Metropolitan News-Enterprise

 

Friday, August 5. 2005

 

Page 1

 

State High Court Holds Pre-Dispute Jury Waivers Unenforceable

 

By KENNETH OFGANG, Staff Writer/Appellate Courts

 

Pre-dispute contractual waivers of trial by jury are unenforceable in California, the state Supreme Court ruled yesterday.

In a 6-0 decision, the court upheld a ruling by the First District Court of Appeal’s Div. Five and directed that a demand for trial by jury in a putative class action against the world’s largest auditing firm be reinstated.

The suit seeks to hold PriceWaterhouseCoopers LLP, among others, responsible for the looting of more than $330 million invested in PinnFund.

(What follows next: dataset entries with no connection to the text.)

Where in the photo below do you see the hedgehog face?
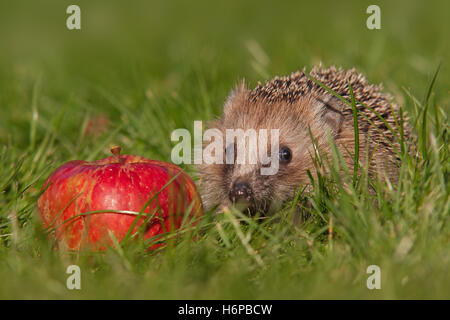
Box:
[218,106,312,213]
[198,67,402,218]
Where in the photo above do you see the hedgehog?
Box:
[198,65,409,214]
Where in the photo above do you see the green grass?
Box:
[0,1,450,299]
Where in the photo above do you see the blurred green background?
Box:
[0,0,450,299]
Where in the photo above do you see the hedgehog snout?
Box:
[228,180,254,206]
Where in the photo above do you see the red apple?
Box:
[38,147,202,250]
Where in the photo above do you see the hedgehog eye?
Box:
[279,147,292,163]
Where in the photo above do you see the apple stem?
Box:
[110,145,122,163]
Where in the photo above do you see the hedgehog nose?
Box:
[229,181,253,202]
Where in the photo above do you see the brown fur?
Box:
[198,67,408,212]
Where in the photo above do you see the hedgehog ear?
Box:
[223,80,248,116]
[318,96,345,135]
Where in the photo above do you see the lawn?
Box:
[0,0,450,299]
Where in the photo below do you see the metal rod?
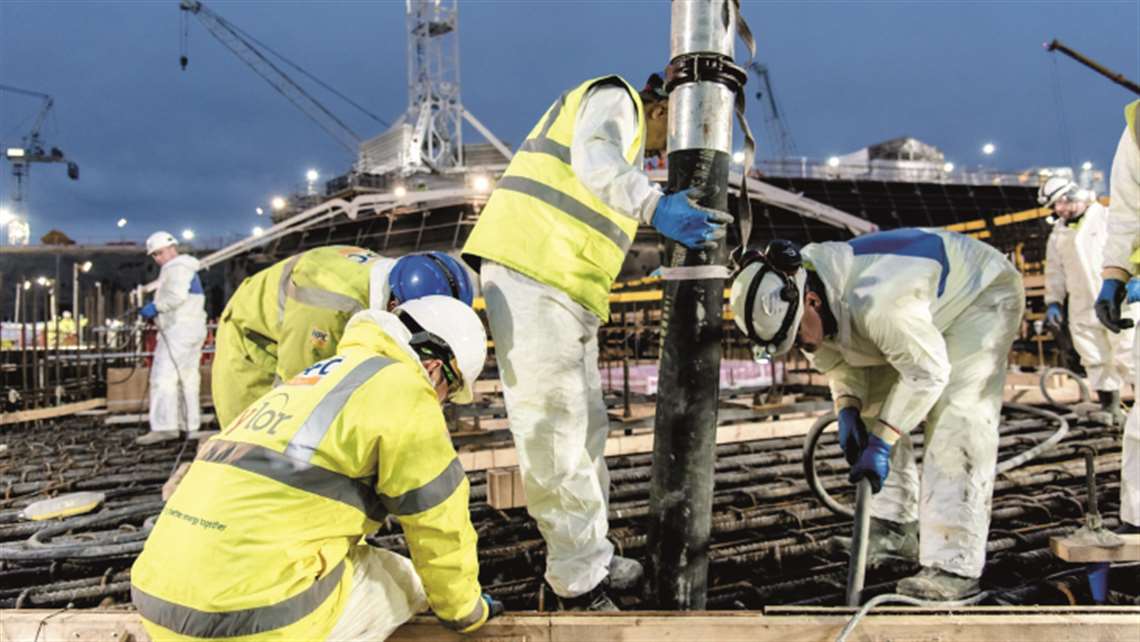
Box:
[648,0,735,610]
[847,479,871,607]
[1045,39,1140,95]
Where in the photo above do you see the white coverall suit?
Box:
[149,254,206,431]
[1045,202,1135,391]
[803,229,1025,578]
[480,86,661,598]
[1105,123,1140,526]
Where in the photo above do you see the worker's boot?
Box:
[135,430,180,446]
[834,518,919,567]
[896,567,982,602]
[1089,390,1124,426]
[610,555,645,591]
[559,580,621,611]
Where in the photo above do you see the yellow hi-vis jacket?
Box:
[131,311,488,641]
[463,75,645,322]
[211,245,383,426]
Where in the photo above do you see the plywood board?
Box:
[0,607,1140,642]
[0,397,107,425]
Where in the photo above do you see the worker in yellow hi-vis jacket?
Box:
[212,245,473,428]
[131,295,502,641]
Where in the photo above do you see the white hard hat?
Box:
[146,231,178,254]
[1037,176,1078,208]
[393,294,487,404]
[728,261,807,357]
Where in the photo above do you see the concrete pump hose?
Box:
[804,403,1069,518]
[1037,367,1092,406]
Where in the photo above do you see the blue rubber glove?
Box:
[847,434,890,493]
[1093,278,1133,334]
[839,406,866,465]
[1045,303,1065,327]
[1124,277,1140,303]
[652,189,732,250]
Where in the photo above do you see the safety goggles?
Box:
[396,310,463,397]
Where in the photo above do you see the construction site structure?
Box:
[0,84,79,245]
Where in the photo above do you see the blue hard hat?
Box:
[388,252,474,306]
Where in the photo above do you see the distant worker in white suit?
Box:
[1037,177,1134,425]
[137,231,206,446]
[1097,100,1140,533]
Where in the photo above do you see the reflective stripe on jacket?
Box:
[463,75,645,320]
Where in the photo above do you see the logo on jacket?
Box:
[285,357,344,385]
[340,247,380,265]
[309,326,328,350]
[226,392,293,434]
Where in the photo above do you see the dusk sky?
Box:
[0,0,1140,242]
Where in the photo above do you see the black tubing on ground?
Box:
[804,403,1069,518]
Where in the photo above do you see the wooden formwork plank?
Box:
[0,397,107,425]
[0,607,1140,642]
[459,415,819,472]
[1049,534,1140,563]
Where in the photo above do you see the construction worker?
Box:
[212,245,473,428]
[1096,100,1140,533]
[136,231,206,446]
[131,296,502,641]
[1037,177,1133,425]
[731,228,1025,600]
[463,74,732,610]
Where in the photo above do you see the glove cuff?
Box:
[869,420,903,447]
[1100,267,1132,282]
[836,395,863,414]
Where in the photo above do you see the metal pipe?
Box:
[649,0,736,610]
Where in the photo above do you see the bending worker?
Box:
[131,296,502,641]
[212,245,473,428]
[136,231,206,446]
[463,75,732,610]
[731,228,1025,600]
[1096,100,1140,533]
[1037,177,1134,425]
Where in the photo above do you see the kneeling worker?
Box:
[131,296,502,641]
[731,229,1025,600]
[212,245,473,429]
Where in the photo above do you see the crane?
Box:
[748,60,796,159]
[179,0,389,155]
[0,84,79,245]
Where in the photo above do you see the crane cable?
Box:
[1050,56,1074,171]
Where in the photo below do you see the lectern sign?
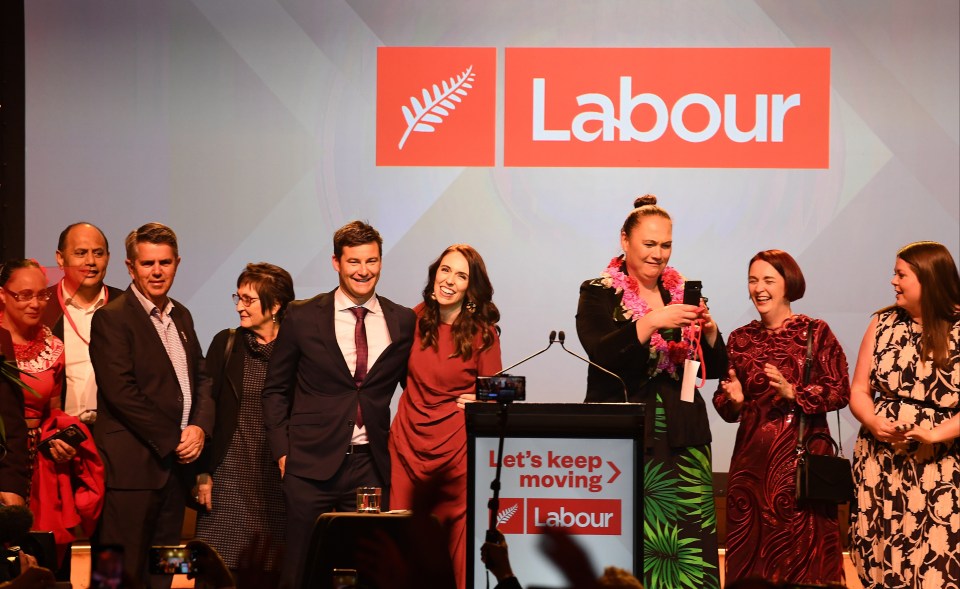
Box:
[473,438,637,587]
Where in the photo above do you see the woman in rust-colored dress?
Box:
[389,244,501,589]
[713,250,850,583]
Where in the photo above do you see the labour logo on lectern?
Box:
[377,47,497,166]
[497,497,524,535]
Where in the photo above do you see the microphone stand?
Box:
[491,331,563,376]
[557,331,630,403]
[486,331,563,543]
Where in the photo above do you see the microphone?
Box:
[492,331,563,376]
[557,331,630,403]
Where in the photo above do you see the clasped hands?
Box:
[177,425,206,464]
[720,363,797,407]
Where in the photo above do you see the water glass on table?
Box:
[357,487,380,513]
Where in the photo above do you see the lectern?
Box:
[466,403,644,589]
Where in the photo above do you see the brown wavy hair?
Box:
[417,243,500,360]
[877,241,960,370]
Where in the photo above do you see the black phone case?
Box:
[37,425,87,453]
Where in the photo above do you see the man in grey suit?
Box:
[263,221,415,587]
[90,223,214,588]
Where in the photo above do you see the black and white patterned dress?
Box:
[197,329,286,569]
[850,309,960,589]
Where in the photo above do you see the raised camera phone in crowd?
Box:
[683,280,703,307]
[150,546,199,575]
[477,374,527,403]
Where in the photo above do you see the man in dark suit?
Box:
[90,223,214,588]
[263,221,415,587]
[0,350,30,505]
[41,222,123,430]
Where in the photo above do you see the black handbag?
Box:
[797,324,854,503]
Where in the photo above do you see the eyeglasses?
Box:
[230,293,260,307]
[3,288,53,303]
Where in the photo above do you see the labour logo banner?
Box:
[377,47,497,166]
[503,47,830,168]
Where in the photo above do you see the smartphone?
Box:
[149,546,197,575]
[90,544,123,589]
[332,569,357,589]
[37,423,87,456]
[683,280,703,307]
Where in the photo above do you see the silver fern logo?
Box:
[398,65,476,149]
[497,503,520,526]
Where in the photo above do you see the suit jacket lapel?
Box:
[125,286,182,386]
[169,302,197,393]
[317,291,353,380]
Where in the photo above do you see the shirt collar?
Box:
[333,287,380,315]
[60,280,107,310]
[130,282,173,316]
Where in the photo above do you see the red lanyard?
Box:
[57,280,110,346]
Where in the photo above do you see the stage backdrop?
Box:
[25,0,960,471]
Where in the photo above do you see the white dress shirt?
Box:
[59,280,107,423]
[333,288,390,444]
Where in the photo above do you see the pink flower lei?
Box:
[600,256,692,378]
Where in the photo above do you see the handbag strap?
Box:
[797,321,843,456]
[796,321,813,455]
[223,327,237,372]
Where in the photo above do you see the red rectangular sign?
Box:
[504,48,830,168]
[527,498,622,536]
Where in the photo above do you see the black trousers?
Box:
[282,454,390,589]
[96,465,192,589]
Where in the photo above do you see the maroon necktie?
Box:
[350,307,369,427]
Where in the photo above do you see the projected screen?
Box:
[25,0,960,478]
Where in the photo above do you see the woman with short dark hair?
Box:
[713,250,850,583]
[195,263,294,569]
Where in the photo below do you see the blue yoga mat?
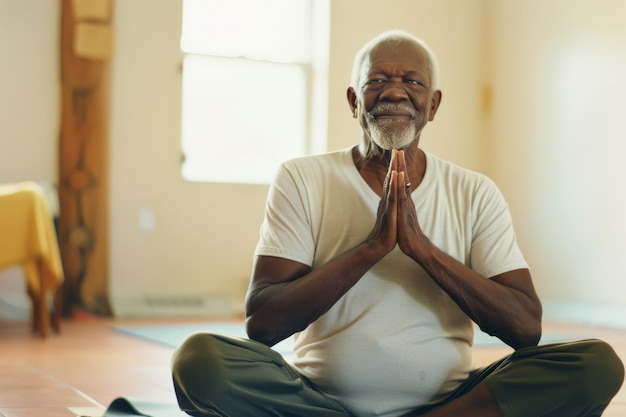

The purported mortgage investment firm turned out to be a Ponzi scheme, and its accounts, and those of its founders, were frozen by the Securities and Exchange Commission, but not until most of its assets disappeared.

Guilty Pleas

Chief Executive Officer Michael Fanghella pled guilty to multiple counts of fraud and is serving a 10-year prison term. Six others involved in the scheme also entered guilty pleas, and James Hillman, a former Oakland attorney and the alleged chief fundraiser for the operation, faces trial in October.

The complaint in the investors’ suit accuses PriceWaterhouseCoopers of breaching a promise to inform the investors of “any illegal act, material errors, or evidence that fraud may exist as identified during our audits.” The auditors, the complaint says, stood idly by while “Fanghella and his mistress and hangers-on...loosed investor funds in a profligate downpour upon a host of grateful realtors, yacht brokers, luxury car dealers, jewelers, couturiers, and restaurateurs.”

An Alameda Superior Court judge struck the plaintiffs’ jury demand, citing a waiver clause in their agreement with the auditors. But Chief Justice Ronald M. George, writing for the high court, said that California does not permit predispute contractual jury waivers.

Earlier Case Overruled

The civil jury clause, Art. I, Sec. 16 of the state Constitution, permits waiver of trial by jury only as prescribed by statute, the chief justice explained.

The Legislature, George explained further, has only authorized jury waivers in Code of Civil Procedure Sec. 631. Under that statute, a jury waiver must be made in open court, or in a writing filed with the court, or is inferred from failure to request a jury or to pay jury fees.

A 1991 case that enforced a contractual waiver of jury trial, Trizec Properties, Inc. v. Superior Court (1991) 229 Cal.App.3d 1616, was wrongly decided, George said, because the court erroneously analogized to cases upholding predispute arbitration agreements.

“The difficulty with the analysis in Trizec is that it is inconsistent with an established line of cases beginning with an early decision of this court,” the chief justice explained. As early as 1855, he said, the high court held trial by jury may not be waived in a civil case, other than as prescribed by the Legislature.

“The analogy to arbitration agreements is not persuasive,” George wrote. “Unlike predispute jury waivers, predispute arbitration agreements are specifically authorized by statute....Moreover...arbitration agreements are distinguishable from waivers of the right to jury trial in that they represent an agreement to avoid the judicial forum altogether.”

Contention Rejected

George also rejected the contention that the statutory requirement of a written waiver filed “with the clerk or judge” was satisfied by the defendant’s filing of the parties’ agreement as an exhibit attached to its motion to strike the jury demand.

The statute presupposes that there is a suit pending between the parties at the time of the waiver, the chief justice reasoned.

Justice Ming Chin, while joining in the opinion, wrote separately to urge the Legislature to permit contractual waivers of jury trial in the future. Since predispute arbitration agreements are generally enforceable, Chin reasoned, allowing the parties to agree to a court trial provides “an attractive middle ground” that keeps the case in the court system.

Only California and Georgia do not permit contractual jury waivers, he added.

The case is Grafton Partners LP v. Superior Court (PriceWaterhouseCoopers LLP , 05 S.O.S. 3667.